Jul 4 2005
After four years, Angola has reported its first case of polio. The World Health Organisation (WHO) said on Friday that the crippling disease polio has also spread within Indonesia to Sumatra island.
The latest incidents, of the paralysis of a baby girl in the Angolan capital Luanda, and of a three-year-old girl in Lampung province on Sumatra, bring Indonesia's cases of polio to 66 since the outbreak began in May.
The news is yet another blow to WHO in its bid to stop the global spread of polio by the end of the year.
Polio can cause irreversible paralysis in a matter of hours, it re-emerged in Indonesia in May.
Until then the country had been polio-free since 1995.
The first case was near the West Java city of Sukabumi, 100 km south of Jakarta, but this latest case indicates that the virus has jumped westward from the main island Java to Sumatra.

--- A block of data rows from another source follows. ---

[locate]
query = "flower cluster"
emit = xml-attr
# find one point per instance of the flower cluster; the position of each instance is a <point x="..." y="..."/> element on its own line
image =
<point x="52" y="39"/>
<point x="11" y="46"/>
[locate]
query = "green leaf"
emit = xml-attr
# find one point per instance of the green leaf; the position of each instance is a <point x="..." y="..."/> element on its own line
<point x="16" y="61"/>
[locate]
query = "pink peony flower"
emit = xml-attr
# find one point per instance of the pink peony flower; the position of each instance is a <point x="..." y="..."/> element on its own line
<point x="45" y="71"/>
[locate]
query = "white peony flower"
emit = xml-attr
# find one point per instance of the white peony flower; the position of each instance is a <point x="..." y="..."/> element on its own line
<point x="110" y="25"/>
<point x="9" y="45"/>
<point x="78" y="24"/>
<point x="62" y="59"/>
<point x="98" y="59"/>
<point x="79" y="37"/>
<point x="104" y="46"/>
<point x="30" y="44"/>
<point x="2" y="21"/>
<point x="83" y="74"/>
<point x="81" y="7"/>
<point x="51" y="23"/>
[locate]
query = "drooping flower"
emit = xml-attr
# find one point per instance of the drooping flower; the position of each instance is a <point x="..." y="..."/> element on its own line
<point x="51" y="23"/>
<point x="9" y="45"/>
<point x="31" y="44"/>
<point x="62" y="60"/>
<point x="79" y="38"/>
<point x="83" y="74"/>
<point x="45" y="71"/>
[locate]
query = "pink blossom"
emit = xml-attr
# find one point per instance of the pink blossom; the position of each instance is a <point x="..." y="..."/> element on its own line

Yet another round of immunisation was carried out earlier this week, targeting 6.4 million Indonesian children under the age of five in West Java, Banten and Jakarta provinces.
The WHO says that Lampung and Central Java will be included in the next phase of the large-scale immunisation campaigns which will start in August.
According to the United Nations health agency, Angola is the 17th, previously polio-free country to be reinfected since 2003, when the virus began circulating widely in Africa.
A 10-month ban on vaccination in the northern state of Kano was initially blamed for the virus spreading across Africa, reaching Saudi Arabia and Yemen, but genetic analysis has shown it was imported from another endemic region, India, and not Nigeria.
According to the WHO, a nationwide polio vaccination campaign is planned for July 29-31 in Angola, where only 45 percent of children are estimated to be vaccinated.